Congratulations to Professor Janette Vardy who has received the 2018 AGITG Innovation Fund grant for $200,000 to conduct research that could reduce the side effects of chemotherapy – which could help advanced colorectal cancer patients to live longer.
The Innovation Grant awards up to $200,000 to support a new pilot study in gastro-intestinal cancer research that is sponsored by the AGITG.
Patients with advanced colorectal cancer often receive a kind of chemotherapy called Oxaliplatin. This is an effective therapy which improves survival, but it causes acute neuropathy. Neuropathy is nerve damage that causes pins and needles and pain on touching or swallowing cold objects or fluids, and numbness, discomfort and pain in patients’ hands and feet.

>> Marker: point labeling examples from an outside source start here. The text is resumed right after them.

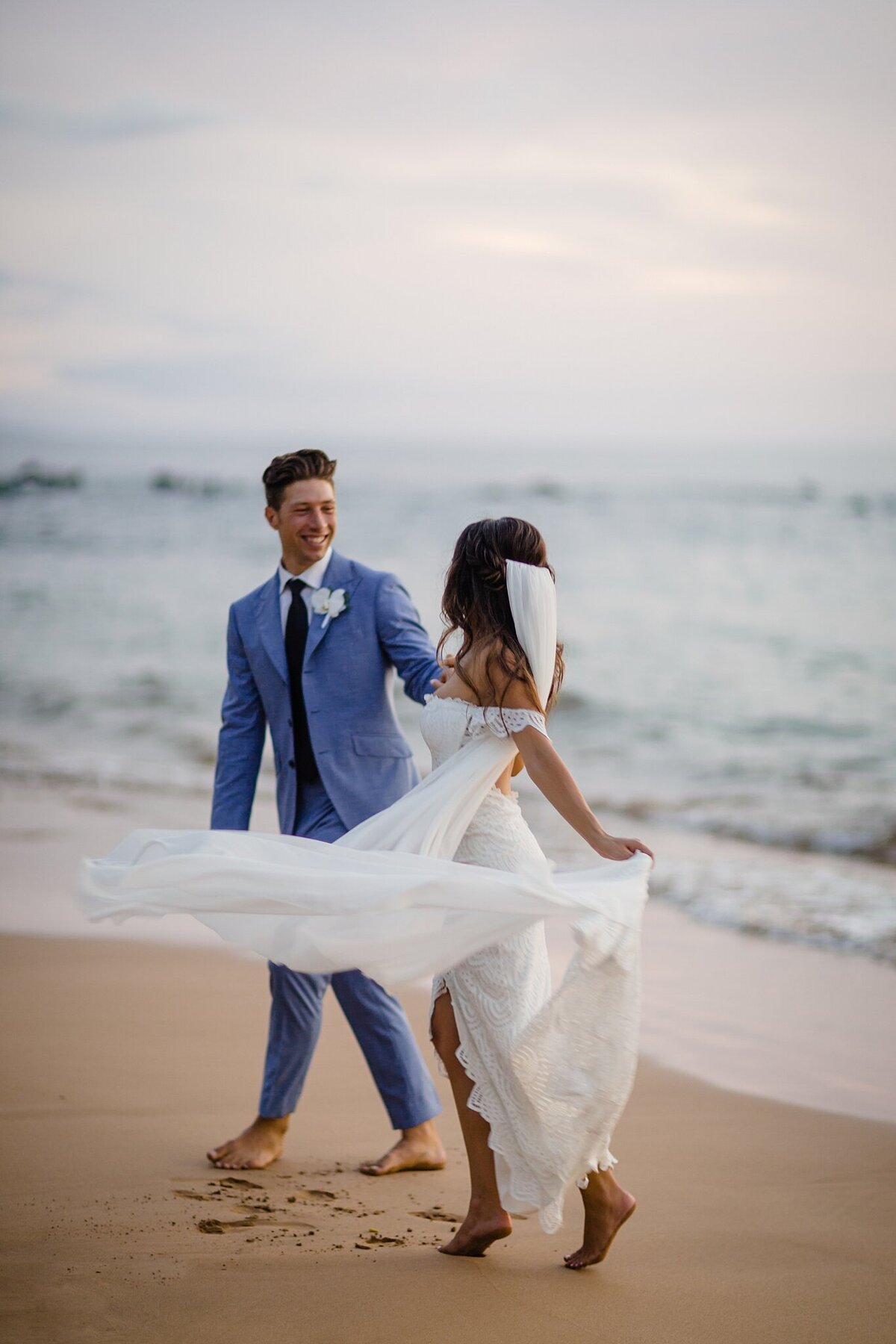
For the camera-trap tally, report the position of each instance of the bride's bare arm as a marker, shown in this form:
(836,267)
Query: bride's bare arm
(550,774)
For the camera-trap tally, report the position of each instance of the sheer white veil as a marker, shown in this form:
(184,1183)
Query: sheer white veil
(534,606)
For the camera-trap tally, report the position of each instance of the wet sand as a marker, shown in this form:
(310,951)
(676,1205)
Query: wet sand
(122,1062)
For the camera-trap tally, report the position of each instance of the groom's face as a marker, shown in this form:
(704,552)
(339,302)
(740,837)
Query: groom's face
(305,522)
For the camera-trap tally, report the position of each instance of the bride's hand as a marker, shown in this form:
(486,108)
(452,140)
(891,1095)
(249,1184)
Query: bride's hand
(613,848)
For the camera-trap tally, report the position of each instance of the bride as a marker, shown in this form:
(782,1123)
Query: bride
(452,880)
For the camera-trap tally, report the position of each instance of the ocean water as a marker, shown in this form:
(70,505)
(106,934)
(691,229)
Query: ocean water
(729,633)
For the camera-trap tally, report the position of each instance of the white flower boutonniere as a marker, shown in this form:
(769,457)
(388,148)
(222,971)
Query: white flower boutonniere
(329,604)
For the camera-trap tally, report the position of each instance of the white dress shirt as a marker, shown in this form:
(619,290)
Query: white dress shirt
(312,578)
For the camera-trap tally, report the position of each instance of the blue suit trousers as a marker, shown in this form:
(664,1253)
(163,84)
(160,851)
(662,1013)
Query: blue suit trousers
(375,1016)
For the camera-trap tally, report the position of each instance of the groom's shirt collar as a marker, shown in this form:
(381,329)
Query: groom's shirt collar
(312,577)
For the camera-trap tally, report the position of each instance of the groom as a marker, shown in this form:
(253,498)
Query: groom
(311,653)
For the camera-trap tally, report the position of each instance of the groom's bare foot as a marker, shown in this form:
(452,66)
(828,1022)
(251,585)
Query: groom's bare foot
(608,1206)
(257,1147)
(477,1231)
(420,1149)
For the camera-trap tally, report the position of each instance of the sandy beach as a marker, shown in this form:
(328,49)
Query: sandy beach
(121,1062)
(125,1058)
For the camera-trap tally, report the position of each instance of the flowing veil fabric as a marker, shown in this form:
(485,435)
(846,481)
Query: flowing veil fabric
(385,898)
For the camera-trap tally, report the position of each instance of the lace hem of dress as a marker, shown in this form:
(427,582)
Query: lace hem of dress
(480,1102)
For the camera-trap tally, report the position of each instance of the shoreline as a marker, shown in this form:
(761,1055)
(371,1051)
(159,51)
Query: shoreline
(815,1035)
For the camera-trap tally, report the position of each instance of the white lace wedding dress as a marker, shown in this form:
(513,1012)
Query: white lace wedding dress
(447,880)
(539,1109)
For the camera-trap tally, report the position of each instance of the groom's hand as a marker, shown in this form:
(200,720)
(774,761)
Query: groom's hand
(448,663)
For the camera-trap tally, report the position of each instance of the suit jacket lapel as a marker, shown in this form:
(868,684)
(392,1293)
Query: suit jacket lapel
(270,626)
(340,573)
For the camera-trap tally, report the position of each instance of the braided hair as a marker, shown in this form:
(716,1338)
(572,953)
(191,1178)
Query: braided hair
(476,603)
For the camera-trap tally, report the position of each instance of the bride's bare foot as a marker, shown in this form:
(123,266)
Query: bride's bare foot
(477,1231)
(420,1149)
(606,1209)
(257,1147)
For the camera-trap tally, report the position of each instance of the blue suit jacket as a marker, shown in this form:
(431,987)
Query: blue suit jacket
(347,679)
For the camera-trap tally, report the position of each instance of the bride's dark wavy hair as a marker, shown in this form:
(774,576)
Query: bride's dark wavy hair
(476,603)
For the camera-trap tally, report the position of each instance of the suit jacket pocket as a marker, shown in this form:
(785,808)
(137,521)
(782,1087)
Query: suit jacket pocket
(381,746)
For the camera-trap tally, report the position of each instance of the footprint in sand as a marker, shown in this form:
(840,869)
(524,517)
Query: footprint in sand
(435,1216)
(215,1225)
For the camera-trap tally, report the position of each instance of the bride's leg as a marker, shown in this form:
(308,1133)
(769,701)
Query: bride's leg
(606,1209)
(485,1222)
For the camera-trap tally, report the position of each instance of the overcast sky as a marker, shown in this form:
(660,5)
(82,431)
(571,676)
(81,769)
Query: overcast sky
(618,222)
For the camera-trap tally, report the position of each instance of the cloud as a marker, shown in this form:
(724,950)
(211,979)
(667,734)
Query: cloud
(131,121)
(509,242)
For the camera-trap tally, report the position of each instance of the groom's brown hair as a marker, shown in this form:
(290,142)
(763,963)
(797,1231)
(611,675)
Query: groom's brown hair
(308,464)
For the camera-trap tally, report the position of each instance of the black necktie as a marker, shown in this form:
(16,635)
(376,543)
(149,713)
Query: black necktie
(296,640)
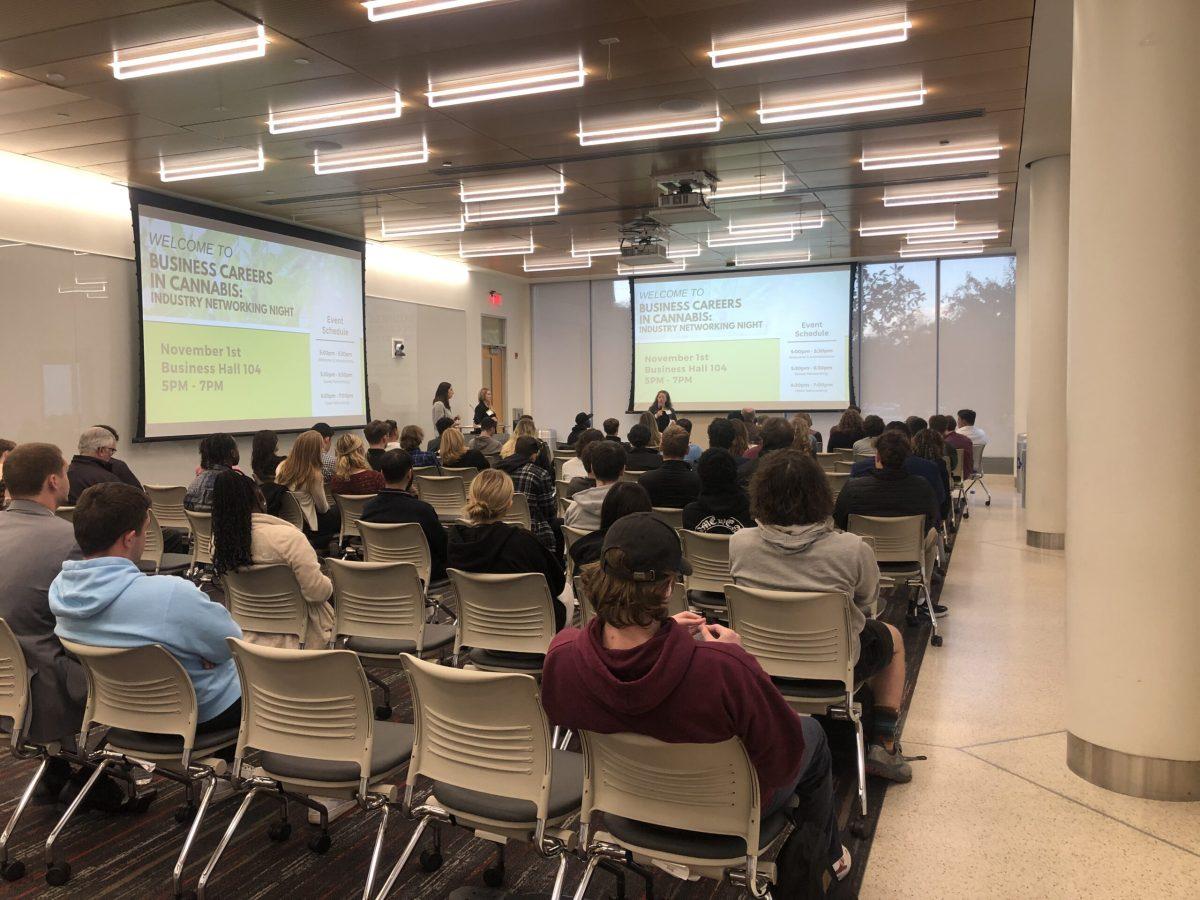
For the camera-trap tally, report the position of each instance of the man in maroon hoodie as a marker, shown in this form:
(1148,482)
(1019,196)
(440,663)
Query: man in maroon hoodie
(634,669)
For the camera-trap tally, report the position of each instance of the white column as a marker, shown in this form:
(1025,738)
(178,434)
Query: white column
(1133,400)
(1045,474)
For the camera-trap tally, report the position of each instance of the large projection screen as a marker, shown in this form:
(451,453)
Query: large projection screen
(772,340)
(246,323)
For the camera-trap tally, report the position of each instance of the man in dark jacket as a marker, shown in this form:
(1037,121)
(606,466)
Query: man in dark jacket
(673,484)
(396,504)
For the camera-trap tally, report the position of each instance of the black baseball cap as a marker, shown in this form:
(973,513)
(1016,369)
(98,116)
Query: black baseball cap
(652,549)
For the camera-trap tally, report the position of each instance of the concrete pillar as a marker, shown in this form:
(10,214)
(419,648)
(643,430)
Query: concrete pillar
(1045,477)
(1133,400)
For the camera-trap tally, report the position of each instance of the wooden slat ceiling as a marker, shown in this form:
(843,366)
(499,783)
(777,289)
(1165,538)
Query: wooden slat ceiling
(60,102)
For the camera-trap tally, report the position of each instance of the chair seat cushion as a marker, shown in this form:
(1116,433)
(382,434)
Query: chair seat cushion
(565,795)
(393,747)
(691,844)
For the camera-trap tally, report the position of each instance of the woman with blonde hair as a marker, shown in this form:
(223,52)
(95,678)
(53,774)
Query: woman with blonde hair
(487,544)
(353,474)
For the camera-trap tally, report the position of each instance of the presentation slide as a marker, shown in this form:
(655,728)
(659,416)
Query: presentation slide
(774,340)
(246,328)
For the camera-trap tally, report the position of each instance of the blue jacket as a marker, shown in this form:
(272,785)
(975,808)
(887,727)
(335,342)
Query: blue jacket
(108,603)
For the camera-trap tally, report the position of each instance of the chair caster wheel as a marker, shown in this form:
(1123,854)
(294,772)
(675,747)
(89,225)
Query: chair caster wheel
(58,874)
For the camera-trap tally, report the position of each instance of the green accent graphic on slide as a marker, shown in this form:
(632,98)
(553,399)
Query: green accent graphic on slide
(717,371)
(207,373)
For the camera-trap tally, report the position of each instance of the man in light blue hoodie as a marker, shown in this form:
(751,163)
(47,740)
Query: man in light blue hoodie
(105,600)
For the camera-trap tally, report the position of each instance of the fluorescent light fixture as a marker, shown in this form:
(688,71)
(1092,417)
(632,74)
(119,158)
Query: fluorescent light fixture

Researchers believe that the tablet ibudilast could prevent and treat neurotoxicity, meaning that patients will not suffer from as much neuropathy. As well as improving their quality of life, it could enable them to have more chemotherapy and improve their survival.
The OXTOX trial will recruit 90 patients with metastatic colorectal cancer. Professor Vardy, who will be the Principal Investigator of the trial, says, “We are very grateful to AGITG and the donors who have supported our study investigating an intervention for chemotherapy-induced peripheral neuropathy. The pharmacological agent has been successful in preventing and treating this problem in our rat model.
“Preliminary data in our small phase one study look promising. We hope to be able to reduce the incidence and severity of peripheral neuropathy associated with oxaliplatin.”
Dr Christina Teng accepted the grant on behalf of Professor Vardy at the AGITG Annual Scientific Meeting.
The Innovation Fund grant is supported by donations from the Gutsy Challenge and the Spencer Gibson Foundation.